LOL!! DYING here, nobody is jealous of your third grader.



Your child might be at a 97%ile and still be falling right at grade level (not above). So an average school is still possible and DOESN’T indicate something is wrong. Can we stop putting pressure on kids like this!!!!!
Anonymous
Both of my kids pass advanced on reading SOL (4th, 7th). Interestingly, my 7th grader said their English teacher specifically said to pay close attention to the first passage and triple check answers because the test is adaptive and very difficult to pass advanced if you mess up at the start. I hadn’t heard that before and my kids have been taking SOLs for awhile now.
Anonymous
Anonymous wrote:Both of my kids pass advanced on reading SOL (4th, 7th). Interestingly, my 7th grader said their English teacher specifically said to pay close attention to the first passage and triple check answers because the test is adaptive and very difficult to pass advanced if you mess up at the start. I hadn’t heard that before and my kids have been taking SOLs for awhile now.

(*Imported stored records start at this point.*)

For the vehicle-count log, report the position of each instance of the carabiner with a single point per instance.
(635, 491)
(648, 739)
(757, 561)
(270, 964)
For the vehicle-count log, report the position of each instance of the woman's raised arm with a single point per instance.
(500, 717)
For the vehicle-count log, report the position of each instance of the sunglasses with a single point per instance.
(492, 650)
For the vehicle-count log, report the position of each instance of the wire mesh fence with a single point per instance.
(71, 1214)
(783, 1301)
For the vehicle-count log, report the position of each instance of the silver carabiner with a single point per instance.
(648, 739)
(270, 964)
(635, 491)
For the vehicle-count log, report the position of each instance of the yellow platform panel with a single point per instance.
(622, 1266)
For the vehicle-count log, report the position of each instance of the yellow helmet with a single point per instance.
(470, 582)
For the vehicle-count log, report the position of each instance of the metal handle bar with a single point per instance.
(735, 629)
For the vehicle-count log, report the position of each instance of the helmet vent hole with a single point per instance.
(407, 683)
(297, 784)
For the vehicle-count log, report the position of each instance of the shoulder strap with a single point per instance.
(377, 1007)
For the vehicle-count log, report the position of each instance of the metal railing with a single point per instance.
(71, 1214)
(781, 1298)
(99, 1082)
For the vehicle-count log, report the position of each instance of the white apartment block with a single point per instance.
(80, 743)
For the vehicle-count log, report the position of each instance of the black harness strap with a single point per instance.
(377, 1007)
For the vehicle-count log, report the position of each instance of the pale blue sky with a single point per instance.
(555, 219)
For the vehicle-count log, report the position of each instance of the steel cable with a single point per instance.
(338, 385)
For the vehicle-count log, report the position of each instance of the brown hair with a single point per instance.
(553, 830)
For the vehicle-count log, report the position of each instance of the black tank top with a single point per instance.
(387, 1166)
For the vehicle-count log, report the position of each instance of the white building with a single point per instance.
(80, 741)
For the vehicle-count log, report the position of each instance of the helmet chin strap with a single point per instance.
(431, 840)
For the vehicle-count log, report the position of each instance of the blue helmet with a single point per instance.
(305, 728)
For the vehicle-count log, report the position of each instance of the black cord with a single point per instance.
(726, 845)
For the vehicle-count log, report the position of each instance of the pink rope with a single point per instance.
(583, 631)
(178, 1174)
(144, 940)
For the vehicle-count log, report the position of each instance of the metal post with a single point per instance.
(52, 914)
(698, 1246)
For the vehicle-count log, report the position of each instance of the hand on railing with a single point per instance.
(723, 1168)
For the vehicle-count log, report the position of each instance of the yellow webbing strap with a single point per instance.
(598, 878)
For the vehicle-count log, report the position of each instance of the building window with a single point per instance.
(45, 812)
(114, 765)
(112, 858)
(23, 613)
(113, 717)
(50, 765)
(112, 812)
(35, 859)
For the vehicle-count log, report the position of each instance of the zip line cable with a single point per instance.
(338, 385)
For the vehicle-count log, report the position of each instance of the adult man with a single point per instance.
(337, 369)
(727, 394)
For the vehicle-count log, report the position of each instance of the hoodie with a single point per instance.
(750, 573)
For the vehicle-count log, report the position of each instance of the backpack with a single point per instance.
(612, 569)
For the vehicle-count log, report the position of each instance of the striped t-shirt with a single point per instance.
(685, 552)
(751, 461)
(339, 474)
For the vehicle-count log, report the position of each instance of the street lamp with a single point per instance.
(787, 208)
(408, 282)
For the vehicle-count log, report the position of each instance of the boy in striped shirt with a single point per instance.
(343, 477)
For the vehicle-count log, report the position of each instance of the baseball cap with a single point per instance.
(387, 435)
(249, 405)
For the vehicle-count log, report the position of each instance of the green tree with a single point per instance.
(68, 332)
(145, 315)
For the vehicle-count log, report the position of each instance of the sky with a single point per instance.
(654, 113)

This is why I hate adaptive testing, you can have wide swings in scoring based on a few missed questions
Anonymous
Anonymous wrote:
Anonymous wrote:Both of my kids pass advanced on reading SOL (4th, 7th). Interestingly, my 7th grader said their English teacher specifically said to pay close attention to the first passage and triple check answers because the test is adaptive and very difficult to pass advanced if you mess up at the start. I hadn’t heard that before and my kids have been taking SOLs for awhile now.


This is why I hate adaptive testing, you can have wide swings in scoring based on a few missed questions


IIRC the adaptive testing is relatively new, so maybe your 7th grader hadn't heard it before because it's only been around for (I think?) a couple of or a few years?
Anonymous
Anonymous wrote:
Anonymous wrote:
Anonymous wrote:Both of my kids pass advanced on reading SOL (4th, 7th). Interestingly, my 7th grader said their English teacher specifically said to pay close attention to the first passage and triple check answers because the test is adaptive and very difficult to pass advanced if you mess up at the start. I hadn’t heard that before and my kids have been taking SOLs for awhile now.


This is why I hate adaptive testing, you can have wide swings in scoring based on a few missed questions


IIRC the adaptive testing is relatively new, so maybe your 7th grader hadn't heard it before because it's only been around for (I think?) a couple of or a few years?


They actually introduced adaptive testing in 2018. All the SOLs any middle school has ever taken for reading/math have been adaptive.